ABSTRACT

This chapter continues the book’s general critique of coding systems that are autonomous to their surroundings. In extending this criticism to mechanical tools, it focuses mainly on the influence of clocks, showing how their design and use in the 21st century is strange, anachronistic and ecologically damaging. It does so by showing how the arguments relating to alphabetical writing can also be used to challenge common assumptions about the use of numbers. In contrast to the temporality of organic systems, clocks invoke a mechanical and unidirectional model of change. This condition has evolved over the last 600 years to introduce a tyrannical mode of industrialisation.
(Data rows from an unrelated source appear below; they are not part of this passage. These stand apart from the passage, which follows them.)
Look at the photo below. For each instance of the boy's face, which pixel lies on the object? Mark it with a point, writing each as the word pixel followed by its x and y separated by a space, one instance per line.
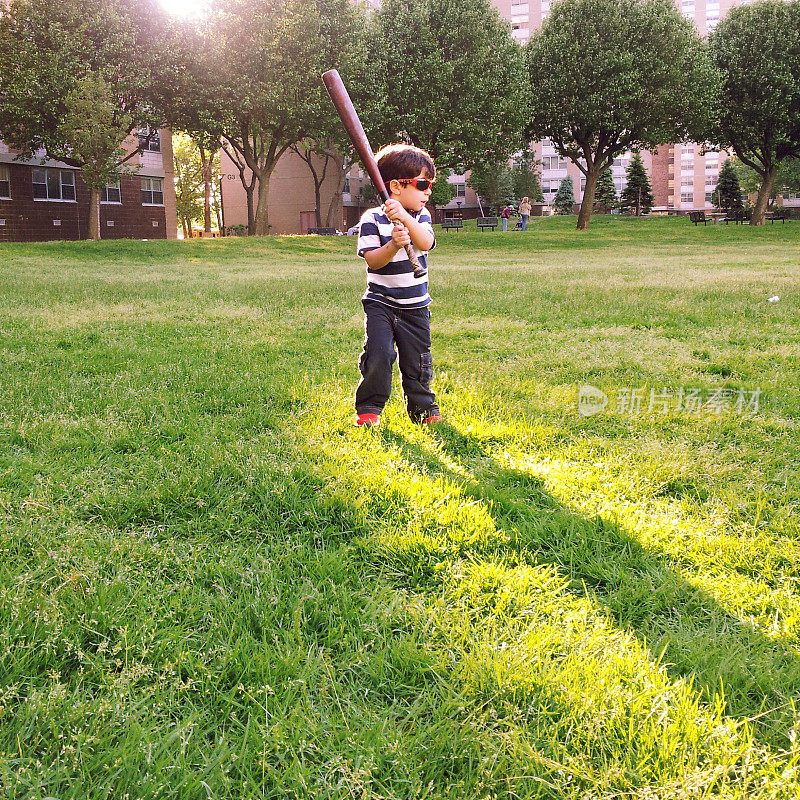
pixel 409 196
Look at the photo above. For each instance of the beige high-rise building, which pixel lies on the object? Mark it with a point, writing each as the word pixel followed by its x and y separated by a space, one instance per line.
pixel 683 178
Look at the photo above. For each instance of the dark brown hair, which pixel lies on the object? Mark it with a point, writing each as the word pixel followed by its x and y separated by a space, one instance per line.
pixel 399 161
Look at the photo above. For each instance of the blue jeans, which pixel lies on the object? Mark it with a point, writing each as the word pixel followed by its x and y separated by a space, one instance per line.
pixel 409 330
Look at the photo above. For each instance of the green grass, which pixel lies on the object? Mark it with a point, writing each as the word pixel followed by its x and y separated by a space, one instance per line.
pixel 213 586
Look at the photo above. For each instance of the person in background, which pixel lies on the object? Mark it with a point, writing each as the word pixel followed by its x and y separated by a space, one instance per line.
pixel 525 209
pixel 505 216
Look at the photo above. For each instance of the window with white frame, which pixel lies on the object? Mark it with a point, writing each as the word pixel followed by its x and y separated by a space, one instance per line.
pixel 150 140
pixel 53 184
pixel 5 182
pixel 152 192
pixel 111 193
pixel 554 162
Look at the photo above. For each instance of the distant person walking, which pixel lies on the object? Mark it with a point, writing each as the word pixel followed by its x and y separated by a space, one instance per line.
pixel 505 216
pixel 525 209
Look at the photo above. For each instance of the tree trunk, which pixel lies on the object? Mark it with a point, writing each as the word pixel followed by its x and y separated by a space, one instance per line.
pixel 207 161
pixel 262 209
pixel 768 180
pixel 251 217
pixel 334 206
pixel 94 214
pixel 587 204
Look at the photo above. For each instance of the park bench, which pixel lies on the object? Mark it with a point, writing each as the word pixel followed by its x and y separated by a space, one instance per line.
pixel 452 222
pixel 779 213
pixel 737 215
pixel 698 216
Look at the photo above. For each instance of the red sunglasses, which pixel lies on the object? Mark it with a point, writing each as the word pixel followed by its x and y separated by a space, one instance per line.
pixel 423 184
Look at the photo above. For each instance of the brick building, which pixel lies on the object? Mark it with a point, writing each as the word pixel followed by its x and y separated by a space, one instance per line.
pixel 46 199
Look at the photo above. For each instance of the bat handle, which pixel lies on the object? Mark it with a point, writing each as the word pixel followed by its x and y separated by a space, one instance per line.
pixel 419 270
In exploring the use of clock-time, and its current role in the more dystopian aspects of living, this chapter asks whether languages such as mathematics are really helpful within a possible ‘micro-utopian’ context. Many experts on eco-design have expressed concern about the acceleration of modern lifestyles, and suggested that we find ways to slow down (for example Fuad-Luke, 2002). This critique of industrial ‘speed’ is not new. In the 1840s, the flâneurs (literally ‘strollers’) are said to have walked around with pet turtles as pacesetters, and Marx (1988) saw the clock as the main exemplar for industrial capitalism. Later writers such as Benjamin (1992) and Mumford (1934) reflected in more detail on subsequent developments, such as the ‘atomising’ of clock time into discrete hours, minutes and seconds. The clock has played a key role in speeding up the pace of life in the industrialised world. In more recent times the Slow Food movement (founded 1986 in Italy) found popularity in many cities around the world and remains as a positive and beneficial influence.